Might be worth getting creative with funds BEFORE the bottom drops out of the economy. While they're still worth something. I'm guessing by this time next year, things will be even more stupid with the masses.
I reorient my perspective to the non-materialistic more and more though. Non-attachment to the physical. Then we'll be able to manifest our chosen reality. Rather than looking for it out there somewhere.
Jettison the baggage.


----------



## Archive (Apr 26, 2021)

> Note: This post was recovered from the Sh.org archive.Username: BantaDate: 2020-06-08 17:19:02Reaction Score: 2




Starmonkey said:


> Mig
> Might be worth getting creative with funds BEFORE the bottom drops out of the economy. While they're still worth something. I'm guessing by this time next year, things will be even more stupid with the masses.
> I reorient my perspective to the non-materialistic more and more though. Non-attachment to the physical. Then we'll be able to manifest our chosen reality. Rather than looking for it out there somewhere.
> Jettison the baggage.


Right, but I hope my baggage isn't my children.
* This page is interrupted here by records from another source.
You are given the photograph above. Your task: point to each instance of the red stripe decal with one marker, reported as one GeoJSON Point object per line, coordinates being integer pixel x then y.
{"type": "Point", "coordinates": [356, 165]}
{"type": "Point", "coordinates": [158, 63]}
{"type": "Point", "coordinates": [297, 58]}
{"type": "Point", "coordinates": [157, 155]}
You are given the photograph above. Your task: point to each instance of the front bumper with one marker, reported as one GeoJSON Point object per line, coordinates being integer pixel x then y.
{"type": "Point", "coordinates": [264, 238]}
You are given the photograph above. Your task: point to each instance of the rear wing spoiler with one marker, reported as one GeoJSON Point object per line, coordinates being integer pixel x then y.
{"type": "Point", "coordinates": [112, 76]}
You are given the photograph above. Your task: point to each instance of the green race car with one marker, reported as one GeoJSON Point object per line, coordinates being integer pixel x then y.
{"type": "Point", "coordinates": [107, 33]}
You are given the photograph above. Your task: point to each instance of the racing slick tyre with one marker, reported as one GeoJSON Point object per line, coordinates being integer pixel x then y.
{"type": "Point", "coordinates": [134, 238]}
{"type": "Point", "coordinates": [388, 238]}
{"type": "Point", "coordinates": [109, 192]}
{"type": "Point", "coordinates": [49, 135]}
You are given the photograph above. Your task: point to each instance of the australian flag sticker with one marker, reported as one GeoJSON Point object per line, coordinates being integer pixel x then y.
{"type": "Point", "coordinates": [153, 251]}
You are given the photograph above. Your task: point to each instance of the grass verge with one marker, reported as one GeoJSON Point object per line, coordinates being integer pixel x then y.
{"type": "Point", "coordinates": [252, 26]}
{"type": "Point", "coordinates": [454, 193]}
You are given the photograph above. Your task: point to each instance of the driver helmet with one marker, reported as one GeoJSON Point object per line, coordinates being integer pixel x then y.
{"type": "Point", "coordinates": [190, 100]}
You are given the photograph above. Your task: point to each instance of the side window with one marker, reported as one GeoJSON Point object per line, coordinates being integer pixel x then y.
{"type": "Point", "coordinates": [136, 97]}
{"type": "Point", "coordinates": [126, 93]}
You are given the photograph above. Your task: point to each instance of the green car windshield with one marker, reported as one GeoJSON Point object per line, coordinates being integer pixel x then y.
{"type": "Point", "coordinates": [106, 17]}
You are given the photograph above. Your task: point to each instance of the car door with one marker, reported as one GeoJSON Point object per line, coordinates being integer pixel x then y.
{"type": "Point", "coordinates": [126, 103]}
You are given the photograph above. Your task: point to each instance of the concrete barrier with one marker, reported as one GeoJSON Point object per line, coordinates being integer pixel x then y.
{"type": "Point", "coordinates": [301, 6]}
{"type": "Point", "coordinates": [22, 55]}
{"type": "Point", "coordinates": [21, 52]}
Completely with you otherwise. And perhaps, with wisdom, I will better learn to teach or even respect each individual's timing, regardless of their relation to me in this physical incarnation. The latter seems far crueler and colder than I would like.

But yes, if one's credit is good, perhaps it's time to cash in and cash out! Where we're going, the collection agencies won't follow!


----------



## Archive (Apr 26, 2021)

> Note: This post was recovered from the Sh.org archive.Username: StarmonkeyDate: 2020-06-08 18:30:14Reaction Score: 2




Banta said:


> Right, but I hope my baggage isn't my children. Completely with you otherwise. And perhaps, with wisdom, I will better learn to teach or even respect each individual's timing, regardless of their relation to me in this physical incarnation. The latter seems far crueler and colder than I would like.
> 
> But yes, if one's credit is good, perhaps it's time to cash in and cash out! Where we're going, the collection agencies won't follow!


Well, I should hope not!
Nah, children are our greatest resource. And not from the conventional viewpoint of future, progress, family name, dragging karmic chains BS, but from the more straightforward slant of their unadulterated (ha) perspectives. Youthful wonder. Fun and adventure and IMAGINATION.
I actually want to put children's ideas and approaches more above much of our older population's assumptions and presumptions. Get rid of most of those.
Baggage referred to mental, emotional but mostly physical, as to all of the things we can leave behind. Mostly impediments to freedom and movement.
My disdain for isms knows no bounds. Be it racial, sexual, age related... It's all statistics. Faulty at best. SURPRISE ME.


Tarheel said:


> JP from Raleigh North Carolina. 28 year old who has been a non-member SH lurker for some time now.
> 
> Thanks to KD and mods for such a beautifully designed forum. It really is one of my favorite sites, for the ease of navigation and for the knowledge you guys put forth. It all comes together oh so well.
> 
> Cheers!


My wife, Penelope grew up in Tarboro and then Wake Forest. Went to the University of the South in Sewanee, TN. Old buildings on that campus!


----------



## Archive (Apr 26, 2021)

> Note: This post was recovered from the Sh.org archive.Username: VahidganDate: 2020-06-08 19:03:30Reaction Score: 19


My name is Vahid and i think i am the only one here with eastern and muslim background. I am 43 years old and i live in mashhad in iran. I am a medical doctor  with especiality in physical medicine and rehabilitation.I searched the net for Fomenko new chronlogy and i found this wonderful foream.


----------



## Archive (Apr 26, 2021)

> Note: This post was recovered from the Sh.org archive.Username: SearchingDate: 2020-06-08 21:13:09Reaction Score: 10




Vahidgan said:


> My name is Vahid and i think i am the only one here with eastern and muslim background. I am 43 years old and i live in mashhad in iran. I am a medical doctor  with especiality in physical medicine and rehabilitation.I searched the net for Fomenko new chronlogy and i found this wonderful foream.


Vahid,
Welcome, brother!


----------



## SuperTrouper (Apr 26, 2021)

> Note: This post was recovered from the Sh.org archive.Username: SuperTrouperDate: 2020-06-08 22:33:55Reaction Score: 3




igneous said:


> Hey SuperTrouper I think I've seen you other places?  Maybe?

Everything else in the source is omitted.